Damn !! Saya langsung lemas waktu itu. Apalagi ketika menyadari kalau tiket kelas ekonomi ke Semarang hanya 20 ribuan. Akhirnya saya kembali membayar harga resmi tiket ke bapak kenek dan harus merelakan uang 50 ribu saya melayang begitu saja. Peristiwa itu jadi sebuah pelajaran penting, berikutnya saya tidak pernah lagi mau berurusan dengan siapa saja yang menawari saya bis di gerbang terminal. Sekarang, setiap tiba di Bungurasih saya akan dengan pedenya melenggang ke dalam terminal dan kemudian menuju jalur 1, jalur tempat mangkalnya bis yang ke Semarang atau Jogja.
Entah karena saya yang sudah tau celahnya atau memang praktek seperti itu yang sudah dibersihkan, yang jelas beberapa tahun belakangan ini saya sudah tidak pernah lagi menemukan orang yang menawarkan bis tanpa berpakaian seragam salah satu P.O. Mudah-mudahan saja memang benar praktek seperti itu sudah dibersihkan daripada makin banyak lagi yang jatuh korban.
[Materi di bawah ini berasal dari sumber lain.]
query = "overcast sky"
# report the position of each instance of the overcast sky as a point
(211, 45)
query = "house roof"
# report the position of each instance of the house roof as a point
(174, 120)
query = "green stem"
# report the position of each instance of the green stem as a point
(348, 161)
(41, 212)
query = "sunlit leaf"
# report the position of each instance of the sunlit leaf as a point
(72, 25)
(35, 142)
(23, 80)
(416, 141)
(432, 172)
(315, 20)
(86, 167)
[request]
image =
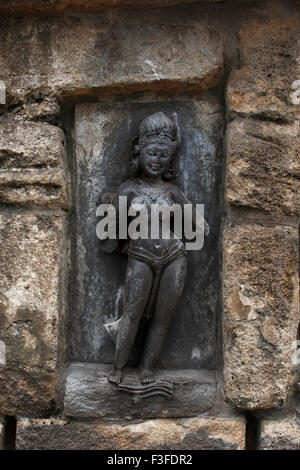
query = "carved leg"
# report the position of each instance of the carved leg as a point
(169, 293)
(138, 284)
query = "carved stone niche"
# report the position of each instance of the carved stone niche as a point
(190, 358)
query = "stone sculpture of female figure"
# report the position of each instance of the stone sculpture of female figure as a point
(156, 269)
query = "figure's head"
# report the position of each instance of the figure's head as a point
(156, 146)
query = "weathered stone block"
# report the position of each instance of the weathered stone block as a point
(75, 54)
(261, 314)
(268, 64)
(159, 434)
(279, 435)
(263, 166)
(31, 321)
(32, 164)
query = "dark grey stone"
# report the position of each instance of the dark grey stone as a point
(89, 394)
(103, 138)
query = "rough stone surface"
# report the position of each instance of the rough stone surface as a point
(1, 432)
(88, 394)
(261, 314)
(103, 135)
(263, 165)
(32, 164)
(14, 7)
(279, 435)
(159, 434)
(31, 320)
(269, 51)
(84, 53)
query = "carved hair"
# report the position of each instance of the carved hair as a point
(157, 127)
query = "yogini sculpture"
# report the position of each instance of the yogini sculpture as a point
(156, 269)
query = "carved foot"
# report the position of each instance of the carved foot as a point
(147, 377)
(115, 377)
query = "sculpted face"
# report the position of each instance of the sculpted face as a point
(155, 159)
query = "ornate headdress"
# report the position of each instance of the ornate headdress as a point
(158, 127)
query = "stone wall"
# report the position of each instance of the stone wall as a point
(243, 54)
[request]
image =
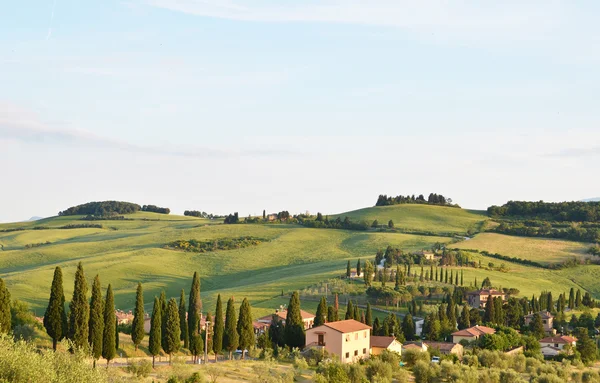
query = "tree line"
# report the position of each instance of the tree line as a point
(156, 209)
(548, 211)
(432, 199)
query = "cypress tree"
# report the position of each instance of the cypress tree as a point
(173, 332)
(330, 314)
(230, 336)
(137, 326)
(182, 322)
(79, 314)
(194, 316)
(245, 328)
(96, 331)
(163, 311)
(294, 326)
(55, 318)
(218, 328)
(320, 316)
(349, 311)
(408, 327)
(572, 299)
(369, 315)
(5, 318)
(109, 350)
(155, 339)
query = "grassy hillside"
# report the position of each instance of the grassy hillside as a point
(426, 218)
(125, 252)
(541, 250)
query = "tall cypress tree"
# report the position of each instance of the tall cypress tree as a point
(230, 336)
(55, 318)
(182, 322)
(79, 314)
(369, 315)
(218, 328)
(96, 331)
(294, 326)
(137, 326)
(155, 339)
(194, 316)
(109, 350)
(349, 311)
(245, 328)
(348, 269)
(321, 315)
(5, 318)
(173, 332)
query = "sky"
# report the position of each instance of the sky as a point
(231, 105)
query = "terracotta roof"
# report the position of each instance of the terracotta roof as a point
(543, 314)
(486, 292)
(442, 346)
(559, 339)
(282, 314)
(474, 331)
(382, 341)
(346, 326)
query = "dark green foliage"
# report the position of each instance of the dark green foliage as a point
(408, 327)
(321, 315)
(96, 331)
(194, 315)
(109, 349)
(433, 199)
(230, 336)
(137, 326)
(172, 330)
(215, 244)
(183, 323)
(555, 211)
(154, 341)
(536, 327)
(369, 315)
(102, 208)
(245, 328)
(294, 326)
(5, 320)
(349, 311)
(55, 318)
(156, 209)
(79, 314)
(218, 327)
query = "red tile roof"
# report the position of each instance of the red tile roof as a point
(346, 326)
(564, 339)
(474, 331)
(382, 341)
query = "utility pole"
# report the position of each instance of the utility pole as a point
(207, 324)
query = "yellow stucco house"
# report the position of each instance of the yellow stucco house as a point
(350, 340)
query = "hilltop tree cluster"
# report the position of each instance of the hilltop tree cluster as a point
(432, 199)
(549, 211)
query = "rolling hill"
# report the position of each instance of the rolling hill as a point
(424, 218)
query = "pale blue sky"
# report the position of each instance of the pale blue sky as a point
(234, 105)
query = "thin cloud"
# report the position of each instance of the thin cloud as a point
(18, 125)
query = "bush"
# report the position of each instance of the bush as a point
(140, 369)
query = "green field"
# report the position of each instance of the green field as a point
(541, 250)
(125, 252)
(426, 218)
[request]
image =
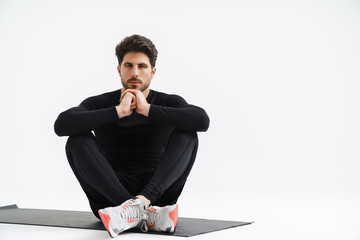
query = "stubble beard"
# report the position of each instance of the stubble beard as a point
(142, 88)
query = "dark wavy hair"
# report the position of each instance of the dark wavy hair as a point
(136, 43)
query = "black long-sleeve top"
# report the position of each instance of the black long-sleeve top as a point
(134, 143)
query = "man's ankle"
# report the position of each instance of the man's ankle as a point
(144, 200)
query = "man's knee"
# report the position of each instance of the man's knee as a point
(190, 137)
(74, 142)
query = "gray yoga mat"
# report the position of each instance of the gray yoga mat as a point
(186, 227)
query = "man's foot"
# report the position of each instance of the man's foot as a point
(128, 215)
(162, 219)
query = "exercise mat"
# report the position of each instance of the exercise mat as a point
(186, 227)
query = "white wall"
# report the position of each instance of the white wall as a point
(279, 80)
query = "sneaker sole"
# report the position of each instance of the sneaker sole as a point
(105, 218)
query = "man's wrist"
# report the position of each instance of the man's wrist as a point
(146, 110)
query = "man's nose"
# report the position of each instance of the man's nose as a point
(135, 72)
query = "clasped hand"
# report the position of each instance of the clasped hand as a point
(132, 99)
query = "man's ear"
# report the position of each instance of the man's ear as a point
(153, 72)
(118, 68)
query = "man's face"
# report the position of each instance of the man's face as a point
(135, 71)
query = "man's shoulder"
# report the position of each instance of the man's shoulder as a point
(164, 95)
(165, 99)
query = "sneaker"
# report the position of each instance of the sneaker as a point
(162, 219)
(128, 215)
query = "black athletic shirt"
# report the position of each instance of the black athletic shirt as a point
(134, 143)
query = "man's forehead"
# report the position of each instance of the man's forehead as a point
(136, 58)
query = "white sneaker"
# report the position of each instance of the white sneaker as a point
(162, 219)
(128, 215)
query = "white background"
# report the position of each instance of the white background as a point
(279, 80)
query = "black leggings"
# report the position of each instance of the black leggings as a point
(104, 187)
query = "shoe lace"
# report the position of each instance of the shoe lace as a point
(154, 217)
(134, 211)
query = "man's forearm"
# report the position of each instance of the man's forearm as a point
(190, 118)
(77, 120)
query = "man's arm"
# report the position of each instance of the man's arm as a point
(177, 112)
(84, 118)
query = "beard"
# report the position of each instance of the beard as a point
(127, 85)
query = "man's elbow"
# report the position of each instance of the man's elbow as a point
(59, 127)
(204, 122)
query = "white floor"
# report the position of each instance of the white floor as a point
(276, 217)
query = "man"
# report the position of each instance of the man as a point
(134, 169)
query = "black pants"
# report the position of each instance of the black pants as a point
(104, 187)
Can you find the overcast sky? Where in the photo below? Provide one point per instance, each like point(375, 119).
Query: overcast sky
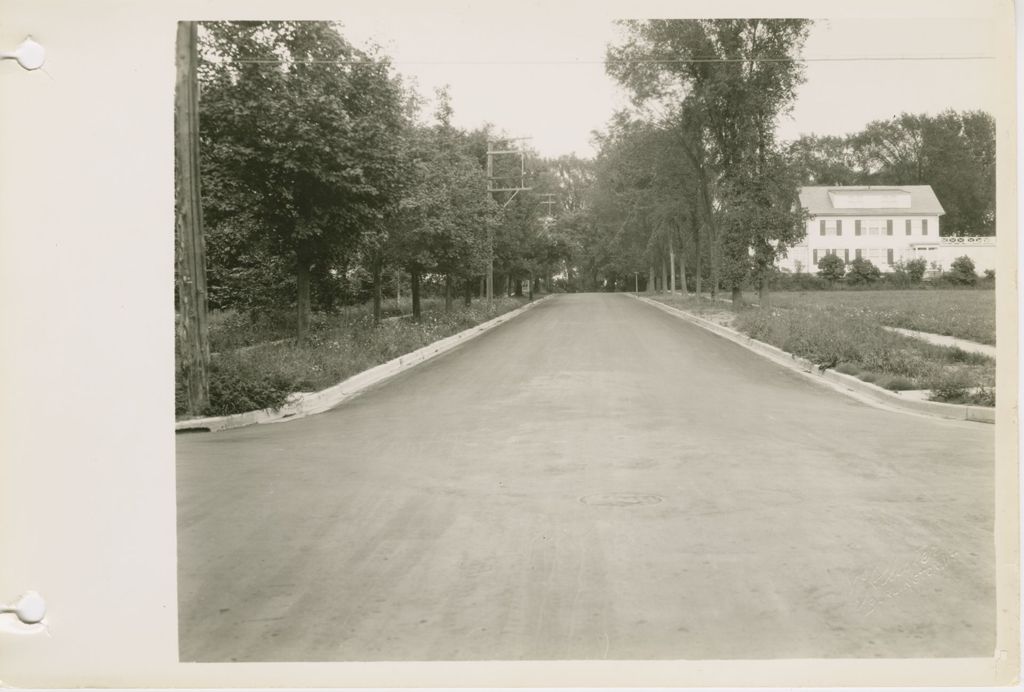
point(542, 75)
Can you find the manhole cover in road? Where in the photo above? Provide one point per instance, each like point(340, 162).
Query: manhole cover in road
point(621, 499)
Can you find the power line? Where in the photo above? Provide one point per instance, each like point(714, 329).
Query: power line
point(681, 60)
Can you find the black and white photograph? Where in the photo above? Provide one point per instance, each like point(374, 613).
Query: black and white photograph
point(672, 336)
point(681, 350)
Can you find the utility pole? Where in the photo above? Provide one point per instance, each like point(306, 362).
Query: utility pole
point(514, 187)
point(549, 200)
point(193, 337)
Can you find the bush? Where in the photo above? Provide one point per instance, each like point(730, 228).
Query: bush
point(862, 272)
point(237, 387)
point(915, 269)
point(832, 268)
point(962, 272)
point(798, 282)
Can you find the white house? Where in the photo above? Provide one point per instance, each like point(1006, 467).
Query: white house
point(884, 224)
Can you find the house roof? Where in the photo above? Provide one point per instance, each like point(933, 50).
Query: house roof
point(818, 202)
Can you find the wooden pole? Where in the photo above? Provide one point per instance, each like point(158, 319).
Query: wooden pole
point(194, 345)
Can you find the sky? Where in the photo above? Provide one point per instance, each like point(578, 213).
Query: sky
point(541, 75)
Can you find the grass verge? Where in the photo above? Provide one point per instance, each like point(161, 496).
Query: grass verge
point(258, 365)
point(854, 342)
point(966, 314)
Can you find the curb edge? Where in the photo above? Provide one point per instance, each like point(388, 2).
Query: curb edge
point(845, 384)
point(309, 403)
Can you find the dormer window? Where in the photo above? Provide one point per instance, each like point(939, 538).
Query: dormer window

Yah setidaknya saya harus mengacungkan jempol untuk pemerintah kota Surabaya yang sudah berupaya menjadikan terminal Bungurasih sebagai terminal yang relatif aman dan nyaman. Setidaknya bisa menjadi pintu gerbang menuju kota-kota lain di pulau Jawa. Suatu saat nanti, ketika saya kembali lagi ke sana, semoga Bungurasih makin nyaman.
Wah memang baru kali ini saya tahu ada panggung dangdutan di sebuah terminal, tapi seumur-umur saya belum pernah mampir ke Terminal Bungurasih ini, Daeng..
saya juga baru nemu tuh, dangdutan di tengah terminal..hihihi
wah sepertinya PD. Terminal Makassar harus studi banding ke bungurasih nih 😀
ho’oh..tojeng..
saya belum pernah ke terminal Daya iyya, tapi kayaknya berantakan ya ?
Knapa jah, sahaja selaloe merasa paranoid djikalaoe berada di itu terminal boengoerasih. Terlaloe banjak manoesia bertampang mentjoerigakan…
sepertinja anda haroes berkoenjoeng lagi ke Boengoerasih..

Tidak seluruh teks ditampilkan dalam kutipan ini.